If you were looking to take that kind of information and send it to a data warehouse or analytics platform in the moment, Braze Currents makes that possible. By taking advantage of this feature, you can send that data directly into Amazon S3 or analytics platforms like Amplitude or Mixpanel, making it possible to perform the kinds of in-depth analysis that it takes to identify underlying trends or identify deeper insights associated with your target cohorts on a potentially unbounded data set.
On the other hand, if your brand is looking to get a snapshot of this data as it stands today, they might well make use of the Braze REST APIs to do it. This would necessarily be a bounded data set—because it’s complete as of the time it’s extracted—and taking this approach won’t give you an in the moment look at the information it contains. However, it does make it possible to do regular or ad hoc mass exports of this information.
In a case like this, determining which kind of data set is the one you need (and which data export tool you use) is going to depend on what your team is looking to accomplish.
You need accurate, timely data—and leveraging an unbounded data set that’s updated in real time can provide that.
When it comes to sending messaging campaigns that leverage in the moment data, Braze, for instance, makes it possible using its Connected Content feature, which allows brands to dynamically pull in information from first- and third-party sources to enrich or customize their outreach. Because Connected Content works in a fundamentally ad hoc manner, grabbing information via API when affected messages are sent, this feature is most effective if the systems that the outreach is drawing on are being updated in real-time. After all, dynamically adjusting the push notifications you send to reflect the weather in each recipients’ region can make your messages feel more responsive and relevant—but not if you’re pulling that information from a public API that only has access to information about yesterday's weather.
Yes and no. If your brand is leveraging a data streaming engine, it’s theoretically possible for you to be working from an unbounded data set that’s continually updating, supporting action on that data in the moment—which is what real-time data would seem to promise.
But the phrase “real-time data” has been degraded over the years, with many technology vendors and brands using it to refer to data processing that doesn’t happen in the moment. Often it means “kind-of, sort-of approaching real-time,” with data processing happening every few hours or every day (or even less often, in some cases). That lag doesn’t always matter; if you’re sending a messaging campaign for customers’ birthdays, the fact that “real-time” often doesn’t mean real-time isn’t likely to be an issue. But if the outreach you’re sending depends on relevancy, you want to be drawing from a data set that isn’t hours or days out of date.
Not necessarily. There are some customer profile attributes that are likely to remain more static (someone’s reported gender or home address, for example).

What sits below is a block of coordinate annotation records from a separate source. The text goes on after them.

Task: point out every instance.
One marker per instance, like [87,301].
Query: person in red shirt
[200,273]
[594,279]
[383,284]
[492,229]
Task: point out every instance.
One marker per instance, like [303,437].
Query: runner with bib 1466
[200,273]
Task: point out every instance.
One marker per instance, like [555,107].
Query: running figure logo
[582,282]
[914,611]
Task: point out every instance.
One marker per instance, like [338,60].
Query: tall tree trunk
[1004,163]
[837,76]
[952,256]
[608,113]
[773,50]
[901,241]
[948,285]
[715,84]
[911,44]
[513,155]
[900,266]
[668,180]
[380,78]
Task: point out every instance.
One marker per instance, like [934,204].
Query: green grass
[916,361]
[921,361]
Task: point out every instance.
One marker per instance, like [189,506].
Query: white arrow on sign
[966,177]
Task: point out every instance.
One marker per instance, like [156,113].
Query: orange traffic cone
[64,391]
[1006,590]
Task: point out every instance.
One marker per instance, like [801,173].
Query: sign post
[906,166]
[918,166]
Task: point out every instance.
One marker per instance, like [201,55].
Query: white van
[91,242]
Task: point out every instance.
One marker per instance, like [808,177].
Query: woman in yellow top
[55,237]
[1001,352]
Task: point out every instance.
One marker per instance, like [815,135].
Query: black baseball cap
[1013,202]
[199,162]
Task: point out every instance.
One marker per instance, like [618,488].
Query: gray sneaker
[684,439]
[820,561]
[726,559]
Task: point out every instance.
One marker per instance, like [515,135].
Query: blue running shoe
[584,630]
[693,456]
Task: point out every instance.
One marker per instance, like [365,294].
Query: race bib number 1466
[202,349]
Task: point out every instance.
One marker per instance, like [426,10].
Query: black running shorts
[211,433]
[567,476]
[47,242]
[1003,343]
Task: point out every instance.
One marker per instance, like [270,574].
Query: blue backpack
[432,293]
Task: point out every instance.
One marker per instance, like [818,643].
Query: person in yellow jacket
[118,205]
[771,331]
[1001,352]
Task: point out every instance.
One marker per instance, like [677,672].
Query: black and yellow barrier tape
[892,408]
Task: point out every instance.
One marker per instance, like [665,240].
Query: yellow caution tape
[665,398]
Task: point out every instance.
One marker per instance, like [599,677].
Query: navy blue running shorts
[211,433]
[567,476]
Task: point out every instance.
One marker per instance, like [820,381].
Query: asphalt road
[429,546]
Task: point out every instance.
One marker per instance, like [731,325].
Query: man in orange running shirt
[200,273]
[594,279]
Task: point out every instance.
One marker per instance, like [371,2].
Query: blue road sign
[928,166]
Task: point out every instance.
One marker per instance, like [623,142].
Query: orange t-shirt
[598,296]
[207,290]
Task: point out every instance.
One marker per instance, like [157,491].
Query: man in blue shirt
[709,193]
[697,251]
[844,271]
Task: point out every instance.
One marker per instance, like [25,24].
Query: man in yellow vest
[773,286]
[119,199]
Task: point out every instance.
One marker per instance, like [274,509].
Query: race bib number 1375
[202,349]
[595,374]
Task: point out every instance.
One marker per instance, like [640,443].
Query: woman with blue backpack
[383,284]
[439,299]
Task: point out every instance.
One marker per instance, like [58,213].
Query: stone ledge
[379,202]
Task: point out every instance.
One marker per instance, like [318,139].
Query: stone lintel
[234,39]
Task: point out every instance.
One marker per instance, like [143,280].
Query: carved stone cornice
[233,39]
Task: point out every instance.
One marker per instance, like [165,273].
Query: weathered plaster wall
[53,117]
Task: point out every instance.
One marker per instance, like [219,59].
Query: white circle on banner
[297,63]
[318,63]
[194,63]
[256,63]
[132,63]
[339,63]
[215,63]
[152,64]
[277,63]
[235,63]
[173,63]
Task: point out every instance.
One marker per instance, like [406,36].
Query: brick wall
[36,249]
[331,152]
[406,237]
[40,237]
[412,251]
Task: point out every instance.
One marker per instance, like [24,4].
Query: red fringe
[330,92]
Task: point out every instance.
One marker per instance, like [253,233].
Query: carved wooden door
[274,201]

But while it’s true that not all types of data need to be processed in the moment to be useful, when all the data in your brand’s possession is batch processed, it can be hard to get a full picture of any individual customer at any given moment. After all, life doesn’t stop happening just because your data set is between batches; to really capture the consumer experience, brands need to move beyond approaches that place artificial restrictions on the unbounded, potentially infinite data sets that their customers generate.